En arboledas salpicadas de antiguos, descomunales robles parados como dioses entre interminables océanos de musgo esmeralado, una voz se alza desde la negra y fragante tierra cubierta por ruinas olvidadas y sombrías muecas de piedras escondidas entre las montañas de hierba. Delgado y aireado al principio, un mero sueño de cosas latentes al borde el pensamiento. Sofocante obscuridad que extiende sus zarcillos profundo dentro del pozo debajo de los arboles. Un recuerdo, solo recordado a medias, que vaga como un fantasma hambriento entre los vacíos corredores cubiertos de telarañas de las mansiones en ruinas y palacios sumergidos del subconsciente.
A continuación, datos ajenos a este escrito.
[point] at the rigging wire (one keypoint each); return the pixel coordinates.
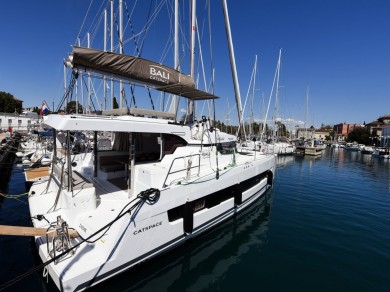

Flota a la deriva como el humo, volviéndose más pleno y fuerte a medida que trepa por sobre las coronadas cabezas de los árboles. Ahora como un coro de monstruosos ángeles del inframundo, la canción suena sobre la tierra, repleta de gloria y rabia. Un nombre que ha sido maldecido por milenios, chilla como mil pipas funestas y despedaza el asqueroso letargo de un mundo sosegado a un sueño sin sueños a causa de las mentiras de la máquina. Escupe su orgullosa ira sobre el rostro del cielo mismo: ¡Cromm Cruaich! ¡El Torcido de la Colina!

El cabeza de callo se alza sobre su montículo sangriento. Sus hombros huesudos encorvados y los cuernos sobre su frente penetrando el cielo y el sol llamea sobre él como un halo de fuego. Envuelto por niebla, se sienta entronando la Pradera de los Reyes rodeado por sus ídolos marchitos. En sus temibles garras sostiene los obsequios de leche y granos, y en la profundidad atemporal Tigernmas marcha hacia Cromm con su anfitrión y allí sobre los llanos de la adoración le da hospedaje al Doblado en víspera de Samhain. Con ojos salvajes y puños sangrientos se golpearon de forma cruda y supurante, y cayeron al suelo colmados de lamentación, y allí rodeados por un circulo de piedras acomodadas en rangos de cuatros filas de tres, Cromm si halló satisfactoria su ofrenda y el poderoso anfitrión fue sacrificado a un hombre por el regalo de leche y granos.

Por miles de generaciones en adelante, el sangriento lugar se sostuvo en reverencia por el populacho, quienes trajeron sus propios sacrificios por el regalo de leche y granos. Por lo que la vida en los llanos era dura en aquellos tiempos y los poderes secretos del dios demandaban el derramamiento de sangre brillante y en círculo alrededor de la carreta. Luego vino Patrick de Ravenglass, desde la casa de la Mujer Cuervo, quien desafió a Aquellos quienes se Pararon sobre la Arboleda y escupieron impiedades desde una mesa frente a su casa. Él maldijo a Reyes y Tribus y Naciones y vino con plata y fuego para destrozar aquello que se había mantenido en pie desde el principio de los tiempo. Así que Cromm fue apartado y arrastrado de su asiento sagrado sobre la colina.

Ya no debemos de hablar de la Tierra, la Madre. Al menos no de la Madre que da y da y da hasta que sus tetas están marchitas y en carne viva a causa del los crueles dientes de su cría mas desagradecida y miserable. No, si hablamos de una Madre deberá ser de una que es profunda y nublada y oscura y llena de terror. No sin amor, pero con un amor extraño y misterioso, y temible. Un amor que no es comprendido pero sí deseado. Un amor enloquecedor que viene a nosotros a la luz de la luna. Un amor del cual haríamos cualquier cosa por proteger.